The Invisible Man (subtitled, rather pointlessly with 'A Grotesque Romance') is one of the most famous of 'horror' classics and probably the second-most regarded HG Welles novel after War of the Worlds. There is no doubt in my mind that he was a competent, imaginative writer, but the Invisible Man fails on many levels.
A bandaged stranger, latterly known as Griffin, arrives at an Inn in the village of Iping on a cold February afternoon and takes up residence where he plans to work on his experiments in peace. But the locals grow suspicious of his behavior and soon he is chased out of town because of the color of his skin, which is no color at all. While loose in the countryside he concocts extremely vague plans to get revenge or conclude his experiments. And then it ends.

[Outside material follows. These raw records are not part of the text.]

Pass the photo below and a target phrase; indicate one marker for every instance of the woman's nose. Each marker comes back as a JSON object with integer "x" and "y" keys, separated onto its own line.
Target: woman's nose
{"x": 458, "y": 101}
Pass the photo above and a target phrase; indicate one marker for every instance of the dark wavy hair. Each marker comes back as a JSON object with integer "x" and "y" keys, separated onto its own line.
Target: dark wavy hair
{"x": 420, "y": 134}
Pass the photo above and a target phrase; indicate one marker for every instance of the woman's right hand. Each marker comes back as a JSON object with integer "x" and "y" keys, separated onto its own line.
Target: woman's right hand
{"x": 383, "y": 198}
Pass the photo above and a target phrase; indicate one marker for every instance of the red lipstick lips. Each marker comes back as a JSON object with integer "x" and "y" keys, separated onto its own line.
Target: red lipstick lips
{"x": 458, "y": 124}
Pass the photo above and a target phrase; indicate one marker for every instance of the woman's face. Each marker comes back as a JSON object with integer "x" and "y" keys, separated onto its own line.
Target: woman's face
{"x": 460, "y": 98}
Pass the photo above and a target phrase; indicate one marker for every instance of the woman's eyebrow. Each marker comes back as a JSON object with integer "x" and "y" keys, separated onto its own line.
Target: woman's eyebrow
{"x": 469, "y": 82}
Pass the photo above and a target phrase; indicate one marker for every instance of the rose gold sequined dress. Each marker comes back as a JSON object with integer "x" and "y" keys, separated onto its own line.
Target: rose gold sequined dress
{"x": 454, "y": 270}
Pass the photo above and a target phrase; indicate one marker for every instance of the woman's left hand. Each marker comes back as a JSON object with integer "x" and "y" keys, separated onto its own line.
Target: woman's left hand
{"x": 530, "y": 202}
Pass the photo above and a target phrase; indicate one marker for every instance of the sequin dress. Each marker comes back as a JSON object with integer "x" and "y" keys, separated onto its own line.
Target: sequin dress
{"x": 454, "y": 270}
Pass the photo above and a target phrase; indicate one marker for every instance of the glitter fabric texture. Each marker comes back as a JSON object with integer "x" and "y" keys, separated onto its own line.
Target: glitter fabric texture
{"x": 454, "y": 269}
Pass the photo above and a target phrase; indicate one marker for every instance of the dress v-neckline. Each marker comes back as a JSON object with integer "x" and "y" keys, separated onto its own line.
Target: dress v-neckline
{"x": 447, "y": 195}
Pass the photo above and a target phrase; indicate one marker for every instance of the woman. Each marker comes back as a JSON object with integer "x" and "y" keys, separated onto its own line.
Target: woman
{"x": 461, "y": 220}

Many of the chapters are no more than 5 pages long, giving the narrative a serialized feel. The story may move quickly, but it moves in short bursts with no bigger vision other than what is immediate. Griffin is also a completely unlikable character and since the rest of them only appear for no longer than a few pages we never get to really know any of them or root for someone else. It reminded me of Frankenstein in many ways (a novel I did not enjoy at all) in regarding man's arrogance toward his own kind and perversion of science as soon as impossible boundaries have been transcended, though it doesn't stick with it long enough to properly do anything with such heavy subtext.
A disappointment, but it's such a quick read that it won't weigh on your mind for very long. Curiously, my edition had a big printing error but for contrived reasons I had another identical copy without said error. I suppose that the first printing that Modern Library got out there was defective and that they soon corrected it. I do wish that they had revised the text ever so slightly as some of it becomes quite hard to follow towards the end.